This particular client in question that I’m going to be sharing as a part of my story today was quite needy. In fact, he micromanaged absolutely every single thing that I did. Nothing was ever good enough.
Every staff member would actually call this client by some very unfortunate names. Every time this client called our office, even the receptionist started to do this behaviour.
It was, “Oh, that (censored) on the phone today.” “You know that –hole landlord, he’s back on the phone.” Every time I would get an email, it’d be like “Gosh, this guy just needs to leave me alone,” “what a–”
This particular situation, we had an application, I’d presented it to him the night before.
His response came back to me the next morning in email and on that response it was basically, there was discrimination. It was certainly things that we could not do in the industry, however, he was very demanding in what his approach and the result that he wanted.

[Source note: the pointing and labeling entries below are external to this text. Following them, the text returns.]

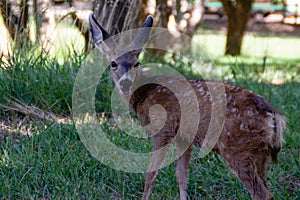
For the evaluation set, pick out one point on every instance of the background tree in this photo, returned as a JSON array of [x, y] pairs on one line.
[[238, 12], [16, 18]]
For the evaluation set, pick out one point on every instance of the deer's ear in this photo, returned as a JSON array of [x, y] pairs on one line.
[[143, 34], [99, 34]]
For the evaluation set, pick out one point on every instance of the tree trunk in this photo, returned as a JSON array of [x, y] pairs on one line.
[[118, 15], [238, 13]]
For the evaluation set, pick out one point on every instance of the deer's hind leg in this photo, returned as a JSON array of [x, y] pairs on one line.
[[182, 172], [246, 170], [160, 147]]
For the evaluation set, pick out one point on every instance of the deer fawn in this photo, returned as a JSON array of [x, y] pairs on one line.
[[250, 137]]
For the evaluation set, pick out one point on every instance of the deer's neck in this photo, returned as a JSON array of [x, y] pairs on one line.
[[140, 95]]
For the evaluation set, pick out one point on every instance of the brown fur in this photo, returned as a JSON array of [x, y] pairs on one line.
[[250, 137]]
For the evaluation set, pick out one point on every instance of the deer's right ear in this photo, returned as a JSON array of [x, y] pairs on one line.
[[99, 34]]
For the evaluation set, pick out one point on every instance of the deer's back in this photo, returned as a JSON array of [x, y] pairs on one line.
[[249, 118]]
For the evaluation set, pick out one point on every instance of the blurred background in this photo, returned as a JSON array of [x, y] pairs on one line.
[[251, 28], [43, 44]]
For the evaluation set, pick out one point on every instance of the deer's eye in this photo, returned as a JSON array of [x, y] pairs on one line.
[[137, 64], [114, 65]]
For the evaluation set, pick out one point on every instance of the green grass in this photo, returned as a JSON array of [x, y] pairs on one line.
[[49, 161], [254, 46]]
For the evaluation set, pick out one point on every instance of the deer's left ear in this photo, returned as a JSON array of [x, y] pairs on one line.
[[143, 35], [99, 35]]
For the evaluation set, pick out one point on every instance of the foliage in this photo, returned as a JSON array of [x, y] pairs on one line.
[[50, 162]]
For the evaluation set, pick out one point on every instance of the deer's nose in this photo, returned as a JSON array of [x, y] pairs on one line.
[[126, 83]]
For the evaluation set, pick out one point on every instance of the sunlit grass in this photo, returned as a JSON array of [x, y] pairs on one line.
[[254, 46], [53, 163]]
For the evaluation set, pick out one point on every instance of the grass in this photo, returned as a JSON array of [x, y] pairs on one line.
[[254, 46], [45, 159]]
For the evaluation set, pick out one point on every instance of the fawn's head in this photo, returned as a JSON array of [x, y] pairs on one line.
[[123, 60]]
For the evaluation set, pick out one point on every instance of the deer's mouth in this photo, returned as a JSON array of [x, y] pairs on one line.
[[125, 86]]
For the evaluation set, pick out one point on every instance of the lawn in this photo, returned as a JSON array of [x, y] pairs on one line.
[[42, 156]]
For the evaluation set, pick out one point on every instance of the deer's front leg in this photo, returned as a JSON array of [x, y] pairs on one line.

So as soon as I got this email, I basically went, “Oh, not again.” “Seriously could this guy please stop this?”
So everyone kind of huddled around my computer. It was like we had all these people there. All reading this email and we’re all having a laugh and a joke. We had clients come in while we’re doing this and speaking not so nice about this particular person.

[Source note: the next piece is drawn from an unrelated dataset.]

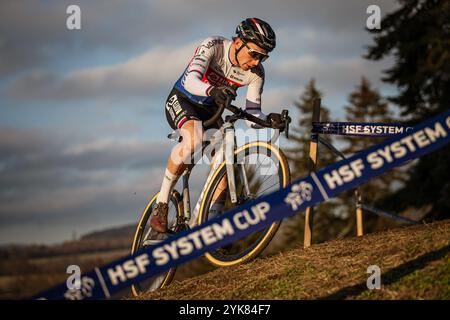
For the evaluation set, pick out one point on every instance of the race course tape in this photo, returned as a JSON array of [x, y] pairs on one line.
[[366, 129], [260, 213]]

The leasing consultant who had met the client had actually said, “Well, why don’t you forward me the email? “I’ll kind of add a little bit of extra touch in there “just to make the client feel a bit more comfortable “and then we can maybe get this deal across the line.”
So, I sit back down at the desk and I pressed ‘reply’, not ‘forward’.
So, in my reply it said, “Here you go, here’s the email below that the (censored) owner sent to me. Good luck with writing your response. Please write whatever you like and I’ll adapt to that.”
That email actually went to the landlord direct. Not a very good response. Immediately as I press the ‘send’ button and I’m sure that we’d been in that situation before or the people who are listening today have been in that situation…soon as I pressed ‘send’ on that email went, “Oh my God, no, what have I done? “I just pressed ‘reply’, not ‘forward’.”
So I had to pick up the phone and I called the client and immediately apologised and advised him that he was receiving this email, unfortunately had some not-so-nice language about how I really felt about him in that email.
The client received the email quite well and actually was quite receptive to the fact that I had owned the responsibility, that I picked the phone up and in fact apologised and it actually created a better working relationship moving forward because he didn’t initially realise that that’s how in fact he was speaking to us or that’s how he made me feel.
It certainly was something as a part of that exercise that I learnt along the way that we shouldn’t be talking bad about our clients with our other colleagues. It doesn’t create for a positive culture or a positive environment.
They are our clients and regardless of how they may speak to us, we need to continue to remain professional in every aspect in the way we communicate.
So I hope that you’ve all learnt from my story about making sure you use the appropriate language with your colleagues and of course in emails.
I hope you all have learnt from my massive mistake as a property manager and I can guarantee you, I’ve never made that mistake again.